Thursday, February 11, 2010

Music review: Claremonts offer high spirits, taste in Four Arts concert

The Claremont Trio.


By Greg Stepanich


The Claremont Trio began in modest fashion 11 years ago at the Juilliard School, and since then the threesome has made well-received recordings and built up a strong following.

And the three players -- violinist Emily Bruskin and her twin sister, cellist Julia Bruskin, and the Canadian-born pianist Donna Kwong -- have shown some adventurousness in regard to repertory. They've recorded the second Mendelssohn trio (as well as the popular First), the first Shostakovich piano trio (not as well-known as No. 2), and on its most recent disc, the group offers an all-American program of music by Ellen Taaffe Zwilich, Leon Kirchner, Mason Bates and Paul Schoenfield (his frequently programmed Café Music).

For its concert Sunday afternoon in the Society of the Four Arts concert series, the Claremonts continued in that vein by offering an unusual choice, the Piano Trio in C major by the Catalan cellist and composer Gaspar Cassadó, to accompany two staples: the Piano Trio No. 1 (in E-flat, Op. 1, No. 1) of Beethoven, and the Piano Quartet (in E-flat, Op. 97) of Antonin Dvorak, with guest violist Beth Guterman.

The Beethoven trio that opened the concert, which was a last-minute substitution for the scheduled C minor trio from that set (Op. 1, No. 3), was notable for its clarity and springy feeling of goodwill. Kwong proved to be a player of formidable technique, tossing off the first movement's multitude of scales with precision and evenness. Cellist Julia Bruskin was the more impressive of the two sisters, with a strong, warm sound that communicated effectively.

The Claremonts work well together, as the second movement demonstrated, with Kwong offering a pure, clear take on the 18th-century coziness of the main theme, and the Bruskins answering with a more intense, forward-looking response, particularly in the minor-key middle after the recapitulation; here, Emily Bruskin opened up her sound, adding a nice touch of intensity to her solo moment.

The third movement Scherzo was clean, but could have used a little more Beethovenian drive.
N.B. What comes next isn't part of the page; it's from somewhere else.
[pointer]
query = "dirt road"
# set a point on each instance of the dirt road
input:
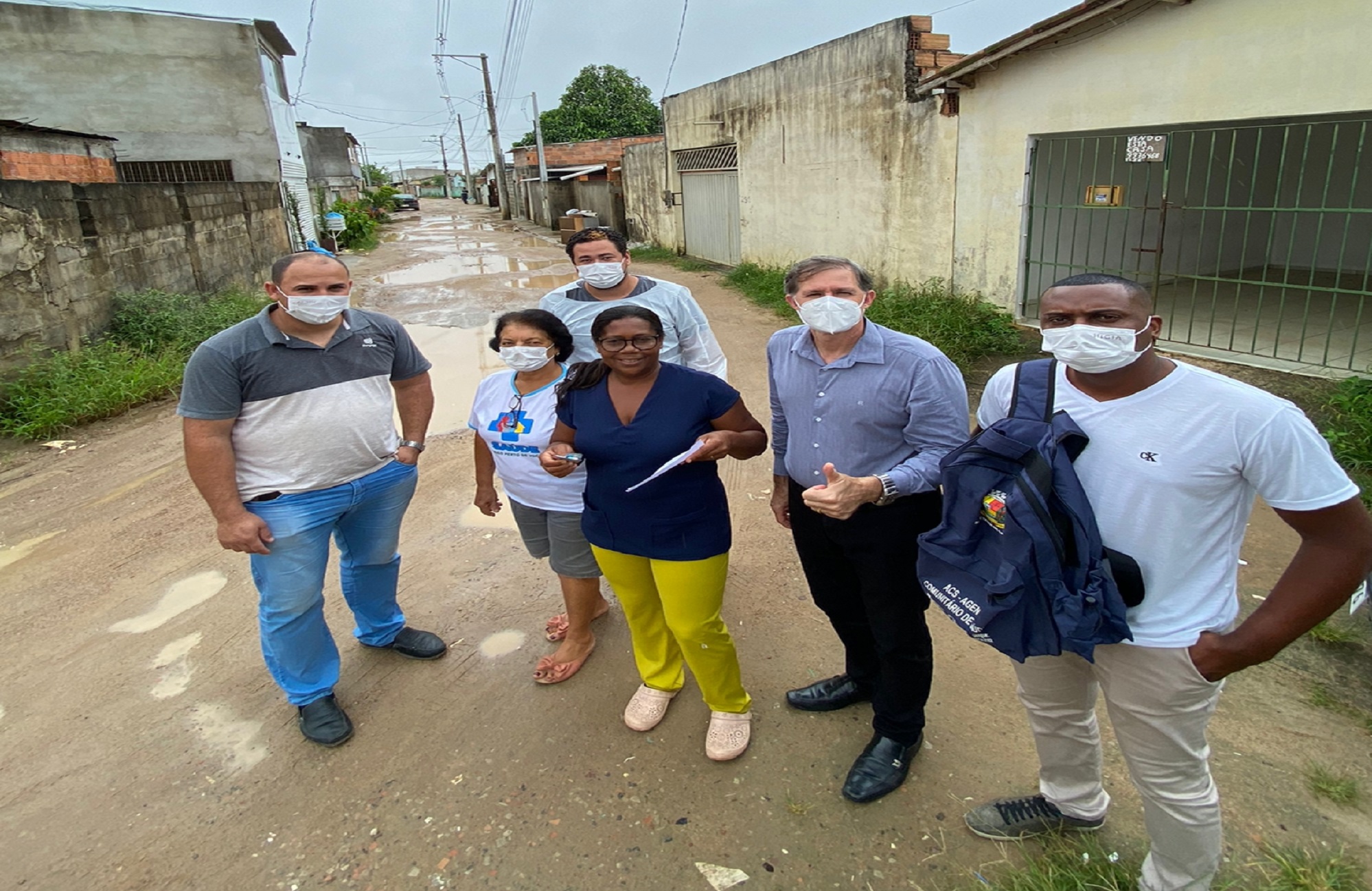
(146, 748)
The finale, on the other hand, had the right sense of youthful high spirits, with Kwong again standing out in a part that was in any case written to showcase the skill of Beethoven himself.

The Cassadó trio, written in 1926 (and which was played that same weekend by the Eroica Trio in a Miami appearance), is a brightly colored work, full of big statements and rich harmonies. The opening movement, whose main theme is built on a steadily rising scale, has an attractive breadth and virility. It's not profound music, but the Claremonts clearly enjoyed playing it, and Julia Bruskin contributed a lovingly played solo after the recapitulation.

Violin and cello gave a good nervous intensity to the primary theme of the second movement, which stood out amid the slides and harmonics effects. And in the bravura closing movement, all three players delved with relish into Cassadó's flamboyant writing for an exciting ending.

After the intermission, the Claremonts were joined by Guterman, a busy chamber and orchestral musician who serves as principal violist of the Iris Orchestra in Germantown, Tenn., for the Dvorak. I could have used a more intense opening for this piece; it had power but not inner heat, though the rest of the movement was suitably forceful.

There was some more fine cello playing from Julia Bruskin for the beautiful slow movement, and in the middle, the three string players played with a nice sense of rise and fall at the tail end of one of their group statements. The third was the most tastefully and imaginatively played of all the movements, with a gratifying kinship with the dance in the way the musicians played the main theme, and especially in how Kwong gave her mazurka-style phrases the color and lilt of Chopin.

The string players sounded almost harsh at times in the fuller moments of the finale, but it had real forward energy, too, and while Kwong sometimes almost overwhelmed her colleagues, the Dvorak ended in propulsive, joyous fashion, and true crowd-pleasing style.